Des solutions simples pour éviter les chutes des personnes âgées

S'adapter pour éviter la chute. C'est en quelque sorte l'esprit du programme que viennent de mettre en oeuvre l'Agence nationale des services à la personne (ANSP) et la Commission pour la sécurité des consommateurs (CSC).

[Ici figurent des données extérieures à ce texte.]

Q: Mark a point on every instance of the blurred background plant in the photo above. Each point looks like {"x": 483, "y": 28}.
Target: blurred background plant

A l'occasion du Salon des seniors qui se tient à Paris, porte de Versailles, jusqu'au 26 mars, les deux organismes présentent des solutions pour éviter les 9.000 décès de personnes âgées occasionnés par des chutes. D'après Le Figaro (page 10), ces accidents "représentent près de la moitié des victimes des accidents mortels de la vie courante". Dans 70% des cas, ils se produisent à la maison.

Toutes les chutes ne sont heureusement pas mortelles : les moins graves conduisent entre 430.000 et 470.000 personnes de plus de 65 ans aux urgences. De ce fait, elles "coûtent cher à l'assurance maladie", note le quotidien, alors qu'elles pourraient être évitées grâce à des mesures d'aménagement très simple "peu coûteuses et faciles et mettre en oeuvre".

Afin de diviser les chutes par trois, l'ANSP et la CSC préconisent certains aménagements de l'habitat, peu difficiles à mettre en oeuvre. Par exemple : entourer les interrupteurs de ruban adhésif phosphorescent, éviter les tapis dans les endroits de passage, les parquets trop cirés ou encore fixer les fils aux murs.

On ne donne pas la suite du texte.